Ah ! monsieur Eusèbe !
EUSÈBE.
Et dis-lui que si elle correspond à mon mouvement, qu’elle les mette pour le contrat.
CONSTANCE.
Elle les mettra... soyez tranquille.
À part.
Je savais bien que c’était un volcan... mais je ne savais pas qu’il lançait des diamants !
EUSÈBE.
Eh bien ! Es-tu contente ? ça va-t-y bien comme ça ?
CONSTANCE.
Oh ! vous êtes gentil ! Tenez, il faut que je vous embrasse !
EUSÈBE, froidement.
Comme tu voudras... ne me défrise pas.
CONSTANCE, l’embrassant.
Ah ! le coquet !
Goderleau paraît et voit Constance embrasser Eusèbe.
GODERLEAU, à la porte, deuxième plan.[87]
Ah ! Eh bien ! qu’est-ce que vous faites-là ?
CONSTANCE, passant à gauche, essuyant vivement une chaise avec son tablier.
Moi, monsieur, j’essuie la chaise.
GODERLEAU.
Eh bien ! et toi ?
EUSÈBE.
Moi, je la regarde essuyer la chaise !
CONSTANCE, à part.
Je crois que le papa nous a vus !
Elle sort par le fond.
Scène VIII
EUSÈBE, CONSTANCE, GODERLEAU, TABARDON, puis MADAME MOULINFROU, puis MOULINFROU, puis INVITÉS, GASTON
TABARDON, paraissant à la porte de droite, deuxième plan.[88]
Le contrat est prêt !
GODERLEAU.
Avez-vous fait le renvoi ?
TABARDON.
Non, je l’ai oublié.
EUSÈBE.
Je vais porter mes vers à la baronne.
Il sort par le fond.
GODERLEAU, le faisant asseoir à la table.
Mettez-le en marge.
TABARDON, à la table.[89]
Ça me contrarie, parce que j’ai la coquetterie de mes actes.
GODERLEAU.[90]
Eh bien ! vous serez contrarié.
MADAME MOULINFROU, entrant de gauche.
Je vais aller chez le directeur de l’Opéra... Il faut qu’il me rende mon enfant.
GODERLEAU.
Ah ! voilà la maman !
TABARDON.
Eh bien ! et mademoiselle Augustine ?
MADAME MOULINFROU.
Elle me suit... il n’y a plus qu’une épingle à mettre !
À part.
Ça ne peut pas durer comme ça !
MOULINFROU, entrant de gauche, deuxième plan.
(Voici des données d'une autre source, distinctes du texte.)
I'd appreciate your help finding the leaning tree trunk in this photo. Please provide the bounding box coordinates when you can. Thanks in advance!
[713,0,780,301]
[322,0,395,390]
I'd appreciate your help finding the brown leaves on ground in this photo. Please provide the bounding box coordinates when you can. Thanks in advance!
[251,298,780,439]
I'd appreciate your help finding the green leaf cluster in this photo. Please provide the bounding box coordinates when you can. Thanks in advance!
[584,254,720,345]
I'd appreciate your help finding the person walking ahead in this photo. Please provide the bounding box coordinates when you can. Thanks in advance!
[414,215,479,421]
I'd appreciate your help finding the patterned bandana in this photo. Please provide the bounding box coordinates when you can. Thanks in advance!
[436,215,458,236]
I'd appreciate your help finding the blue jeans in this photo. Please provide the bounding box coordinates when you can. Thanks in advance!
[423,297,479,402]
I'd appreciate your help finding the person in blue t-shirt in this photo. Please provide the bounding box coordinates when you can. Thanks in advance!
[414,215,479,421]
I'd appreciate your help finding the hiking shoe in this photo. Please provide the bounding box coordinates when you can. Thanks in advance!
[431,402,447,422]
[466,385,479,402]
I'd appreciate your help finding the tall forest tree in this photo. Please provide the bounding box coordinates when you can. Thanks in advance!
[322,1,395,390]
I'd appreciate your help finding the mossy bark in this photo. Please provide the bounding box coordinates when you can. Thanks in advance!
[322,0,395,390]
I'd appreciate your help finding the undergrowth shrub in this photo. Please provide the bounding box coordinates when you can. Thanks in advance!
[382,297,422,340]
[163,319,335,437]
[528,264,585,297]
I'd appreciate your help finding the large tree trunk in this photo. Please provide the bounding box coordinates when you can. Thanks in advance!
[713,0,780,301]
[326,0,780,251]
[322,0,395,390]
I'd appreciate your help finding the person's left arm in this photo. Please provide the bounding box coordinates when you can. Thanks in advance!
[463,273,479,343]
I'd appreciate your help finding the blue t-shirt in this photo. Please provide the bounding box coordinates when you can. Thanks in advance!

Qu’est-ce qu’il y sur mon habit ? ça poisse...[91]
GODERLEAU, se levant.
Ah ! Moulinfrou !
TABARDON, à la table.
Le papa ! nous n’attendions plus que vous... et la mariée ?...
MOULINFROU.
Elle me suit... il n’y a plus qu’une épingle à mettre !
GODERLEAU, à part.
On lui pique donc toute la pelote !
MADAME MOULINFROU, à son mari.
Je ne peux pas tenir en place... occupe-les... Je vais continuer mes recherches.
MOULINFROU, bas.
Mais où veux-tu aller ? Tu ne sais pas où elle est... Je viens d’écrire à la préfecture de police en envoyant la photographie de l’enfant... elle ne peut pas se perdre ainsi... elle va arriver !
MADAME MOULINFROU.
Elle va arriver en bergère !
MOULINFROU.
Pourvu qu’elle arrive !... nous dirons que c’est une surprise.
TABARDON.
Nous sommes à vos ordres.
MOULINFROU.
Oui, tout de suite !
À part.
Il est tannant, le notaire !
POLYDORE, entrant du fond.
Monsieur, c’est M. Gaston Dupressoir avec un tas de gens qui viennent pour signer au contrat.
MOULINFROU, à part.
Allons, bon ! mes invités !... ça se complique !
MADAME MOULINFROU, bas.
Que leur dire ?
MOULINFROU, bas.
Je n’en sais rien !
À Polydore.
Fais entrer au salon et gorge-les de sirop de groseilles.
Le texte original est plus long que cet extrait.